C'è anche chi dice che "i rom potrebbero anche fare ritorno, purché vivano come
esseri umani", mentre altri si alterano anche solo a considerare una tale
eventualità. Un ex insegnante racconta che in passato ci sono state famiglie che
hanno dovuto andarsene via a causa degli atteggiamenti violenti dei rom, e pur
affermando che non ci sono scuse per quello che è stato fatto la notte del 5
gennaio conclude: "Ora che se ne sono andati siamo sereni. Se tornassero, loro
stessi non lo sarebbero".
La discriminazione dei rom in Turchia in materia di accesso all'istruzione e
alle strutture sanitarie, partecipazione sociale, ricerca di un lavoro e
ottenimento dei documenti di identità è una situazione oggettiva citata anche
nell'ultimo rapporto dell'Unione europea sul Paese. Il governo dell'AKP (Partito
della Giustizia e dello Sviluppo), che finora ha fatto ben poco per rimediare a
questo stato di cose, il 10 dicembre scorso ha realizzato il primo incontro del
gruppo di lavoro costituito per valutare la condizione dei rom.
La sociologa Neşe Erdilek ricorda che i rom della Turchia hanno iniziato a
emergere in pubblico come gruppo sociale dieci anni fa; che precedentemente,
proprio perché venivano automaticamente emarginati per la loro identità, hanno
cercato sempre di non manifestare la propria origine. Ma la loro situazione ha
assunto una fisionomia diversa quando hanno iniziato a costituirsi in
associazioni, e la popolazione rom ha smesso di auto-denominarsi "zingaro" (çingene),
termine associato ad un'identità negativa, per adottare il termine roman.

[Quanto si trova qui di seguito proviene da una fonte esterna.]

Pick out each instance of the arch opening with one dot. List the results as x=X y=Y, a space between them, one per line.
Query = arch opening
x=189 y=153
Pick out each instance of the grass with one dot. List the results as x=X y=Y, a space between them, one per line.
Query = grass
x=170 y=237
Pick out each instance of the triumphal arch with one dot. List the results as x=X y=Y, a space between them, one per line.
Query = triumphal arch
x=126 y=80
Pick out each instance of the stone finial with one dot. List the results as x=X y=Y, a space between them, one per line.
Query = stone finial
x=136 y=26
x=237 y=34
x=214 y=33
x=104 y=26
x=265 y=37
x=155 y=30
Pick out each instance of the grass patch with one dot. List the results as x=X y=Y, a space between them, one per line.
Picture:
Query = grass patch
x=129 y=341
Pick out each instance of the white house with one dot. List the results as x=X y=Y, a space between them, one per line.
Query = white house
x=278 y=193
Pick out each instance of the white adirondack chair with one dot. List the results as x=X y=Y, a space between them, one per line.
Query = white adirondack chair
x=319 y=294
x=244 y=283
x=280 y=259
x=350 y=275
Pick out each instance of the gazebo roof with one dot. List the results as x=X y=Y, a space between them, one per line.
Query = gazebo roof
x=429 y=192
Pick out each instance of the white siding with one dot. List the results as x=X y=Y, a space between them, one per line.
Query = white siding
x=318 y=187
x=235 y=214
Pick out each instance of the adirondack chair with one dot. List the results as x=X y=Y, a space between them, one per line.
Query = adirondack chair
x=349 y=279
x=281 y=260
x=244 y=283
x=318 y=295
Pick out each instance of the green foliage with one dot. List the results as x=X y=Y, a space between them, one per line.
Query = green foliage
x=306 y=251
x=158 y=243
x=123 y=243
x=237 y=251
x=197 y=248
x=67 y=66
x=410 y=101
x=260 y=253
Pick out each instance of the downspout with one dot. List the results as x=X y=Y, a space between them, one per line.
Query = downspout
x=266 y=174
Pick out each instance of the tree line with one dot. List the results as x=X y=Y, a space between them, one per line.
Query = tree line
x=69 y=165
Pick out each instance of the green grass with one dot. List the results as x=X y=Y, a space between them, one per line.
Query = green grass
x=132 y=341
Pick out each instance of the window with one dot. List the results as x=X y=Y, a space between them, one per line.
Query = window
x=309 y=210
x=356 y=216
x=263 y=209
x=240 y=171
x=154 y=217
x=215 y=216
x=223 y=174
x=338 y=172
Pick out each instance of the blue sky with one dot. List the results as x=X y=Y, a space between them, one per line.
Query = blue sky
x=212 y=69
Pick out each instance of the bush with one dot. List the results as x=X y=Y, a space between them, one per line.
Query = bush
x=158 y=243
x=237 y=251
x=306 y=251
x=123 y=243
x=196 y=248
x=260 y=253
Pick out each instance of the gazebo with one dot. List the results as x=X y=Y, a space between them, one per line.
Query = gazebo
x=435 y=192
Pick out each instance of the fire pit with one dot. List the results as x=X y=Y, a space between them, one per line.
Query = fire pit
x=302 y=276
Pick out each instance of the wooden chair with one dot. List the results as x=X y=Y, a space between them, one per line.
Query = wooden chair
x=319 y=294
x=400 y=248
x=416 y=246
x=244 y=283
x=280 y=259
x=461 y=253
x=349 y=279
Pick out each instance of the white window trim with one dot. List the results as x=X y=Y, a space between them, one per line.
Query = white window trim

La Erdilek spiega però che, facendo ciò, hanno optato per una posizione a favore
dell'autorità e del più forte atteggiamento che avrebbe consentito loro la
sopravvivenza anche al tempo degli ottomani ed è per questo che una gran parte
di essi sottolinea sempre la fedeltà allo Stato e alla bandiera turca
evidenziando con enfasi la propria differenza da altri gruppi sociali come i
kurdi.
Non sarà un caso che Burhan Kuzu, presidente della commissione per la redazione
della Costituzione, commentando i fatti di Selendi abbia detto: "I rom sono i
nostri cittadini più fedeli, quelli che non hanno mai problemi con il sistema,
con il regime e le altre persone. Sono cioè quelle persone che sono da
considerarsi le più innocenti e non che qualcuno debba essere emarginato
proprio quelle da emarginare di meno."